Helena y yo cursábamos tercer año de primaria. Aunque era mayor que ella, estábamos juntas en el mismo grado, porque yo cursé dos veces primero de primaria. Siempre fui más seria. Helena desde chica fue la graciosa, se reía de todo, hasta de lo que no debía reírse.

En nuestra escuela, las monjas eran muy estrictas con la disciplina. Cuando teníamos alguna actividad fuera de las aulas, nos formaban de dos en dos, cogiditas de la mano, y nos decían a voz en grito: ¡No se distraigan! ¡No rompan la fila! ¡No hablen! La misma cantaleta antes de salir de la escuela para ir al parque, asistir a eventos o visitar museos. Para el caso que les hacíamos. Por el camino no dejábamos de hablar y hablar como pericas, atravesábamos sin cuidado las calles e íbamos bobeando frente a las miles y miles de cosas que mostraban los aparadores. Parecíamos una parvada de pericas huastecas.

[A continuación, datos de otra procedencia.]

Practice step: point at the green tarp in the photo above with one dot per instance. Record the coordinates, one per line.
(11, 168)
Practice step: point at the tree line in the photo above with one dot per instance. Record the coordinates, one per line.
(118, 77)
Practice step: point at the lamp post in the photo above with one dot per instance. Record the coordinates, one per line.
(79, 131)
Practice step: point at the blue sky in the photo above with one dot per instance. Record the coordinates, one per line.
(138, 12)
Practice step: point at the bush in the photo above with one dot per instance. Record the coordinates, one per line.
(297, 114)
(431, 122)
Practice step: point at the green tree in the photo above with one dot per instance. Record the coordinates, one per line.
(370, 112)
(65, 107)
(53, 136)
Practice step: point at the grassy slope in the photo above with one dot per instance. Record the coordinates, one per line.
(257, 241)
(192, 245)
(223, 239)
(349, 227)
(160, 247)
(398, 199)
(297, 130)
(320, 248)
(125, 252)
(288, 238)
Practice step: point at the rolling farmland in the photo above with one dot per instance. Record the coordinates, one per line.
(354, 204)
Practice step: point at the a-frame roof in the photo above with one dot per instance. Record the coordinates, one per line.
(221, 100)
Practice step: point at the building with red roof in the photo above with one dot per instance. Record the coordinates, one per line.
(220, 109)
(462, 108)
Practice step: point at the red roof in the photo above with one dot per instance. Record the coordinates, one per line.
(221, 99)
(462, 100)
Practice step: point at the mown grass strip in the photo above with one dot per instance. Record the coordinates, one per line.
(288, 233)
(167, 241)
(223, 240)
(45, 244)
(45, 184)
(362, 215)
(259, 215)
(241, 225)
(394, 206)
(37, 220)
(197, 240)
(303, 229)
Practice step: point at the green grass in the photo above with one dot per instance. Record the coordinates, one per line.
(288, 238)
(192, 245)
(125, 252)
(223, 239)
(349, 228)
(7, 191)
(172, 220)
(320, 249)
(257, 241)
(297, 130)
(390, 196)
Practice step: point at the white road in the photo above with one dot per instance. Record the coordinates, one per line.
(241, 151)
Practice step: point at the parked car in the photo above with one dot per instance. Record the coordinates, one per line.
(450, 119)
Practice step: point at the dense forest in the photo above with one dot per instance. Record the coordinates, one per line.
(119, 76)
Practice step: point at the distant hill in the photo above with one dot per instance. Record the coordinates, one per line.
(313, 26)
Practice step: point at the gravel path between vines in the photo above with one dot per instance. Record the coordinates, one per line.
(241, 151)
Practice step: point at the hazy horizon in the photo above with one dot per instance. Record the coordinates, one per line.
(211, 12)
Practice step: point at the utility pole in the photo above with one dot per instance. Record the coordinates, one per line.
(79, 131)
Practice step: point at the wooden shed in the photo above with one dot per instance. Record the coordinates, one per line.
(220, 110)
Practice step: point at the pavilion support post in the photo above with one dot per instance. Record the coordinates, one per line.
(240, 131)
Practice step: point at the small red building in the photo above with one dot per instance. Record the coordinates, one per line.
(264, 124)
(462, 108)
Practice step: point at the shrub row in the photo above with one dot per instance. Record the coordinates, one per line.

Mi mamá nos mandaba muy bien vestiditas. La pobrecita tenía la esperanza de que llegáramos a la Universidad. A decir verdad, ninguna destacó en los estudios: nos interesaba jugar, hacer amigas, platicar. No nacimos para eso. Recuerdo que los cuellos del uniforme nos lastimaban mucho porque toda nuestra ropa estaba almidonada, como totopo. Teníamos que andar derechitas para evitar que la tela nos rozara la piel. Helena y yo parecíamos dos muñequitas de celuloide, tan pequeñitas, tan limpias. Como pirinolas, se burlaba Helena. La risa le salía nomás así, y a todos nos encantaba.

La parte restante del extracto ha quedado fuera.